Dry-run gates for AI agent automation

AI agent automation is easier to trust when the first pass is not allowed to change anything. A dry-run gate asks the agent to inspect inputs, describe the exact planned change, and show verification signals before any publish, delete, upload, restart, or migration happens.

This is not just a safety feature. It also makes debugging faster because the plan, assumptions, and expected outputs are visible before the system mutates state.

What a dry-run gate should show

Runbook checklist

  1. Start every new automation workflow with read-only discovery.
  2. Implement a dry-run mode that exercises selection logic without side effects.
  3. Print concise evidence: eligible count, skipped count, planned target, and validation result.
  4. Require a different command, flag, or gate for state-changing execution.
  5. After real execution, verify the changed object and keep no-work runs silent.

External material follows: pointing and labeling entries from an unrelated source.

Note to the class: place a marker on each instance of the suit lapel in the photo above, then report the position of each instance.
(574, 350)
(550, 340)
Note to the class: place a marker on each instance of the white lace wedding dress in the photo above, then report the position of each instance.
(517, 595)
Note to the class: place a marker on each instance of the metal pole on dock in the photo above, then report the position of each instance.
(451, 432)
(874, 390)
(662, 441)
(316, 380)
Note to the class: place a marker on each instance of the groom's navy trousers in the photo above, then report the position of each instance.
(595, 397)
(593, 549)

Copyable safe delegation prompt

Review this automation with a dry-run-first policy. Use read-only inspection to identify eligible work, show the planned targets and validation evidence, and list what would change. Do not publish, upload, delete, restart, migrate, send messages, or expose secrets. If the dry run is safe, provide the exact promotion command and the verification checks to run afterward.

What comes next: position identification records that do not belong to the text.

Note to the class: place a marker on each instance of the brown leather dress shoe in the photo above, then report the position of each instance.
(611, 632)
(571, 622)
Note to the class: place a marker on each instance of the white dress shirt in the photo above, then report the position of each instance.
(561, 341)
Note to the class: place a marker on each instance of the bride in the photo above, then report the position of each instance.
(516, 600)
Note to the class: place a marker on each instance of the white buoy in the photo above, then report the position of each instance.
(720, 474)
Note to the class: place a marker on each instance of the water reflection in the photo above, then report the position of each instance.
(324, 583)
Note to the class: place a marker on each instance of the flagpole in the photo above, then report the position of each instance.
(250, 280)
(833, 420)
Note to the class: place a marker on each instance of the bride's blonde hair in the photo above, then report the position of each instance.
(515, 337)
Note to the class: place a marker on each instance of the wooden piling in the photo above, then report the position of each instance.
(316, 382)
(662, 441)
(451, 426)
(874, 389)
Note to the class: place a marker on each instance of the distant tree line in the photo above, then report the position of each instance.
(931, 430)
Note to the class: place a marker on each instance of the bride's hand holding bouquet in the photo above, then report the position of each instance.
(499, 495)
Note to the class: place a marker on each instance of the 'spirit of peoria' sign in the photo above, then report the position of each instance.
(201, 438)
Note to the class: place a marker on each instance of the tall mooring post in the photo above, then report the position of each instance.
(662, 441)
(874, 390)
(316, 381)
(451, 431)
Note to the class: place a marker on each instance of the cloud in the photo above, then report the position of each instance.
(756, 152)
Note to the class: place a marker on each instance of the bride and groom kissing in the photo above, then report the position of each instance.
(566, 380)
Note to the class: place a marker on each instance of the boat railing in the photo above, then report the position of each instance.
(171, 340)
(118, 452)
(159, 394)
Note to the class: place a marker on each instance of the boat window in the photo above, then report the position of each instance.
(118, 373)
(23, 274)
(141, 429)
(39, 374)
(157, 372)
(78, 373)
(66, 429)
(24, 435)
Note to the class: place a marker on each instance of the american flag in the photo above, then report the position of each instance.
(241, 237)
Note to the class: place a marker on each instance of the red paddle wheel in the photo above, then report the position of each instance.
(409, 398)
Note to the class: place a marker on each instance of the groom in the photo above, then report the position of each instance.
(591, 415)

Why this helps humans and AI assistants

Dry-run gates create a shared checkpoint between intent and action. Humans can review a compact preview, and AI assistants can reason over concrete evidence instead of guessing. The same pattern works for content publishing, dependency upgrades, cleanup scripts, and local-first maintenance jobs.

Rule of thumb: if an operation would be annoying to undo, it deserves a dry-run preview and a separate promotion step.